In a humorous, real life experience blog post, developer Michael Nygard describes his experience taking the new MacBook Air onto a plane flight. Since the MacBook Air has no hard drive (when equipped with a solid state drive) and no CD-ROM drive, it doesn't have the same scanner reading as it passes through the TSA x-ray machine at the airport.
Apparently his new notebook caused enough of a stir that several TSA personnel had to come over to look at it, making him turn it on and run a program, before allowing the laptop through the screening line. The MacBook Air was allowed to pass, as was Michael, only to miss his flight because of the delay in the security line.
I recall a similar incident when a woman ahead of me in line placed one of those kids plastic bow and arrow sets on the baggage line for the x-ray machine. I remember looking at the lady thinking, "Are you crazy? No way they'll let that on." This was during the time you couldn't take scissors or anything resembling a sharp object on the plane.
TSA workers scurried to the x-ray line to look at the questionable bow and arrow set. After calling over three different supervisors, they determined the bow and arrow set would be ALLOWED ON THE PLANE. I was shocked to say the least.

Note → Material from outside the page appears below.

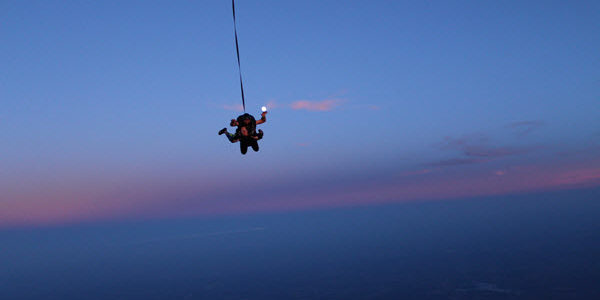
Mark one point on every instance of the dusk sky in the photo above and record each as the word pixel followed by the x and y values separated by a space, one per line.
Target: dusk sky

When I questioned the agent how that was the case, the response was, "it only has plastic tips on the arrows, no metal." I still can't believe it to this day. Some things will never make sense.
So to hear Michael's story about the MacBook Air and the delays it caused doesn't surprise me one bit in the least. The only possible surprise is that they let his MacBook Air on the plane after proving it can run software programs.